Synopsis:  Un agent temporel est pris dans une série de voyages dans le temps, destinés à faire perdurer à jamais son action en tant que représentant de la loi. Lors de son ultime mission, il doit recruter une plus jeune version de lui-même pour se remplacer, tout en pourchassant le seul criminel ayant percé son identité à travers le temps…

All you Paradox

Depuis près de deux ans, le cinéma mainstream se plaît à raconter des histoires de voyages dans le temps et particulièrement des paradoxes qui les jalonnent. Certains réussissent avec brio ce périlleux exercice de cohérence et de véracité scientifique. Citons les récents Interstellar ou Edge of Tomorrow, voire les comédies romantiques Camille Redouble et Il était Temps. A fortiori, d’autres agacent et font lever les yeux au ciel comme le dernier X-Men, Looper ou Men in Black 3, même s’ils restent d’honorables divertissements. Quoiqu’il en soit, le cinéma trouve avec ce matériau formidable mais complexe, une autre manière d’aborder la science-fiction, autrement que par le biais de l’espace. Rappelons que L’Armée des Douzes Singes, Donnie Darko et Retour vers le Futur avaient marqué ce sous-genre en son époque.

Ici, Predestination est un thriller futuriste où les agents d’une unité temporel peuvent déterminer à l’avance les individus sur le point de commettre un crime. Mais un terroriste semble avoir un temps d’avance sur tous ces agents, réussissant constamment à leur échapper, et mettant à exécution tout une série d’attentats. C’est donc au personnage d’Ethan Hawke de pourchasser cet individu, malin et préparé, qui prend une infime avance pour lui échapper dans le temps. Sur cette base, l’intrigue semble reprendre des éléments des films Minority Report et Timecop. Mais les Frères Spierig font le pari audacieux de raconter avant tout une histoire, celle d’un personnage qui sera le pilier central de tout le film. Tout le background tourne évidemment autour de ces voyages temporels, mais le personnage central focalise toute l’attention. Après une introduction explosive, les éléments narratifs du film se dévoilent au bord d’un comptoir d’un miteux bar souterrain. Barman, le personnage d’Ethan Hawke fait la connaissance d’une femme atypique, garçon manqué sur les bords. On devine très vite qu’elle est sa cible. Une discussion très longue s’ensuit et fait appel à de très nombreux flashbacks. C’est là toute la complexité et l’intelligence du récit qui joue avec les attentes du spectateur. Le montage est façonné comme un puzzle et permet de jouir des deux personnages principaux ainsi que du lien les unissant.
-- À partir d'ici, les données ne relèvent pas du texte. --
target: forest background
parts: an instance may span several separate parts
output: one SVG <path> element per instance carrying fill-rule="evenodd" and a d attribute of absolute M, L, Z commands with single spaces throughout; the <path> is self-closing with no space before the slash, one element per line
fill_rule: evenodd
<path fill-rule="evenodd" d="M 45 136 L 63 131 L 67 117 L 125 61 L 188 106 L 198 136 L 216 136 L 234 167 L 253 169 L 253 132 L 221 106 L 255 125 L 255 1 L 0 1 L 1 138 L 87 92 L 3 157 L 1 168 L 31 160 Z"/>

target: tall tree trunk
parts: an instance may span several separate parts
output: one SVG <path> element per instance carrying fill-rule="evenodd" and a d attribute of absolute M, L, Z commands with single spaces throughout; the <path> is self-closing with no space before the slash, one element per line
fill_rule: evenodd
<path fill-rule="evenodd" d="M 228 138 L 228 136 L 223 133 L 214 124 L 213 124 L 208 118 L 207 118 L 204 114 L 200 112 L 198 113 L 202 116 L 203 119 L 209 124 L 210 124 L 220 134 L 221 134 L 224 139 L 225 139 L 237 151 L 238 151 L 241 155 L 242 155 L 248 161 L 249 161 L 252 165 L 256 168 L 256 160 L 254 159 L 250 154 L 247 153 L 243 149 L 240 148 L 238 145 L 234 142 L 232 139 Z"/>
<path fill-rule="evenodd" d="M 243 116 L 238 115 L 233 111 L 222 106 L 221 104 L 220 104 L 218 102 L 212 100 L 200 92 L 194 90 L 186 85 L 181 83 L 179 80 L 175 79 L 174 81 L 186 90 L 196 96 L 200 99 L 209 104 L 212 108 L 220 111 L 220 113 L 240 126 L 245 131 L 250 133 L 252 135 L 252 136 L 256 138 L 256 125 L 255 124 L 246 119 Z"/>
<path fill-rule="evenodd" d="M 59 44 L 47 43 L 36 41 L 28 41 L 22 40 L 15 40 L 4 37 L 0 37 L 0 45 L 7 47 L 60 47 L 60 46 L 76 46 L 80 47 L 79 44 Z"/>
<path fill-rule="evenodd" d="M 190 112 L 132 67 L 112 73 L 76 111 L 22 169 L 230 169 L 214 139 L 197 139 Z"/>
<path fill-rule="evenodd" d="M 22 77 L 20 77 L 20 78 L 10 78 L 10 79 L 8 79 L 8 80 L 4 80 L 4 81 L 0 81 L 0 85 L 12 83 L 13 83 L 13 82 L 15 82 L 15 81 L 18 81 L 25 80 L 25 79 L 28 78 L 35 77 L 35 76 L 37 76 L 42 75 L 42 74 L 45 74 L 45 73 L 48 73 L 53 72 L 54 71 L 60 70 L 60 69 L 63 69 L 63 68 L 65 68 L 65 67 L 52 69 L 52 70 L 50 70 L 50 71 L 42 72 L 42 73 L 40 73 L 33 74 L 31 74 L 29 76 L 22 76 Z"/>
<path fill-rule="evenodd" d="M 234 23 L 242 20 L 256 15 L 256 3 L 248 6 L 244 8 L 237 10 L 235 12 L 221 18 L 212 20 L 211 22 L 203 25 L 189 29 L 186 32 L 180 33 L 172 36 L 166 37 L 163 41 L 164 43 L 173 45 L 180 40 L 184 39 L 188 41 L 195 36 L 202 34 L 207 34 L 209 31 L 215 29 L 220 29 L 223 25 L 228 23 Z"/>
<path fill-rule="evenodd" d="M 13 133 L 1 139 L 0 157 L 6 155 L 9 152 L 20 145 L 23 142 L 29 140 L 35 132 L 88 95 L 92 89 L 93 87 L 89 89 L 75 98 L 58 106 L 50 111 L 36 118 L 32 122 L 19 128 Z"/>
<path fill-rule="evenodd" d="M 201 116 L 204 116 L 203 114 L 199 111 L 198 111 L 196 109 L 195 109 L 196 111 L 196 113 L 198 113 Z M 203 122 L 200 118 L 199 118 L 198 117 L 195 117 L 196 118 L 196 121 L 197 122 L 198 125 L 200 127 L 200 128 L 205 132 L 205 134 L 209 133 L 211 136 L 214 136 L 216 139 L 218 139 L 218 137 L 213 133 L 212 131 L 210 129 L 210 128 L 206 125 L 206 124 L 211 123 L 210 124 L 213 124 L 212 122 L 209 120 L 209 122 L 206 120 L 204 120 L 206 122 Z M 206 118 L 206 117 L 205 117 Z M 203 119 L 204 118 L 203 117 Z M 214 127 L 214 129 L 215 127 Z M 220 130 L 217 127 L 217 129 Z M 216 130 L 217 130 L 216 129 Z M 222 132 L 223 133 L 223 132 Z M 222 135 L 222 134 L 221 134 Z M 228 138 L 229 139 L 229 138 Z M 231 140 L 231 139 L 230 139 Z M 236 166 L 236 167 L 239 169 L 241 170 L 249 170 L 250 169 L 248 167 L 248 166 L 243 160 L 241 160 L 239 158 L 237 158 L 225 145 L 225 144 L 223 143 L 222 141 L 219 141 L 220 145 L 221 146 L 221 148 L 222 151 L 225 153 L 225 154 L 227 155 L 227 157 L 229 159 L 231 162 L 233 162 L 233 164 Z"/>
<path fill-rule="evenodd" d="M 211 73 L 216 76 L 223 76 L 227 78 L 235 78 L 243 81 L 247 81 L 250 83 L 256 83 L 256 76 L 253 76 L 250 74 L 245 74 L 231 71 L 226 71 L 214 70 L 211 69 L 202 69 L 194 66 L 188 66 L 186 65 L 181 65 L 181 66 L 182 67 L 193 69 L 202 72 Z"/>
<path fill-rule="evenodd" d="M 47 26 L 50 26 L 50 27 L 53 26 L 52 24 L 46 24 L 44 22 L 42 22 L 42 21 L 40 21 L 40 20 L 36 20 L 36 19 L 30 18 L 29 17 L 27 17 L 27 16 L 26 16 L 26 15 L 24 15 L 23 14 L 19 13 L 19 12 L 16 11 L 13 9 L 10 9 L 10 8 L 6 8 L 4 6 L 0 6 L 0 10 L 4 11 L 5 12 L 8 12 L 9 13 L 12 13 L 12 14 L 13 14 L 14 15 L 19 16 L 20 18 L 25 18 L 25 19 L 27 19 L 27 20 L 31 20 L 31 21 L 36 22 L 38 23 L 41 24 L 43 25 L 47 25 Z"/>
Visuellement, Predestination est un film au budget restreint, mais qui compense cela par un élégant travail sur les lumières et les décors. L’univers diégétique futuriste du film fonctionne parfaitement. Il n’est pas question d’une dystopie exagérément futuriste mais d’une société technologique évoluée, qui a toutes les similitudes de la société actuelle. Sans jamais tomber dans l’excès, les deux frangins réalisent un excellent travail de mise en scène, stylisée et très fluide. Les quelques scènes d’action du film font également preuve d’un excellent travail d’effets-spéciaux. A la tête de ce projet complexe, Ethan Hawke retrouve les deux réalisateurs après Daybreakers et s’avère nettement plus performant que dans leur précédente collaboration. A ses côtés, Sarah Snook porte magistralement le film sur ses épaules et démontre un formidable talent d’actrice qui sera assurément bien employé dans les prochaines productions hollywoodiennes à venir. Toute la discussion entre les deux personnages au bar pourrait sembler être un long nœud narratif, mais il développe à merveille la psychologie des personnages et la contextualisation du récit. Certains reconnaîtront également Alan Taylor, qui illumine le film de son charisme.

Audacieux pari que de privilégier la dramaturgie scénaristique dans un film de science-fiction. Le rythme s’en trouve quelques peu ralentis à certains moments mais il offre un formidable matériau narratif avec ses dialogues et ses personnages bien écrits. La relative complexité du scénario nous offre un vrai film qui appelle à la réflexion et fait rare pour une fois, les auteurs ne semblent pas trop s’être emmêlés les pinceaux avec une histoire de voyage dans le temps. Les paradoxes sont évités et les rebondissements sont nombreux avant un final sensationnel. Au dénouement du film, on gardera de Predestination le souvenir d’un film de science-fiction diablement efficace et parfaitement maîtrisé pour un si modeste budget.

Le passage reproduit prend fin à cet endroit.